Pengarahan massal itu kali pertama terjadi bagi Polri di masa Jokowi. Meskipun geram, Jokowi sesungguhnya masih sangat mempercayai Jenderal Listyo Sigit Prabowo mampu memimpin reformasi Polri.
Hendardi mengakui setelah kasus Ferdi Sambo, kontroversi konsorsium 303, kegagalan pencegahan potensi kerusahan di Kanjuruhan, dan kali ini kasus narkoba diduga menjerat petinggi Polri, merupakan rangkaian peristiwa terus merusak kepercayaan publik dan semakin melemahkan kinerja Polri.
Bukan hanya daya rusak internal yang mengoyak soliditas anggota dan pimpinan Polri tetapi juga daya rusak bagi publik karena keadilan yang terusik. “Bahkan, karena peristiwa-peristiwa itu, berbagai kinerja Polri lainnya, juga diragukan profesionalitas dan imparsialitasnya oleh publik,” kata Hendardi menjelaskan.

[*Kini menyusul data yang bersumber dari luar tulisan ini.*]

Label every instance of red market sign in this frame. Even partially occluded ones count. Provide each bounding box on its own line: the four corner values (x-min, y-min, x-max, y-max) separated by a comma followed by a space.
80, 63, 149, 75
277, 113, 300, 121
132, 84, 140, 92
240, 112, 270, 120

Sedangkan keretakan dan terganggunya kohesi anggota di tubuh Polri, bukan hanya akan melemahkan kepercayaan publik tetapi potensi politisasi sistematis kelompok-kelompok tertentu, baik yang sejak lama menanti momentum ini karena merasa diperlakukan tidak adil dalam penegakan hukum, maupun conflict entrerpreneurs yang memanfaatkan kelemahan Polri hari ini untuk mengganggu keamanan, melakukan tindakan terorisme, maupun menciptakan instabilitas.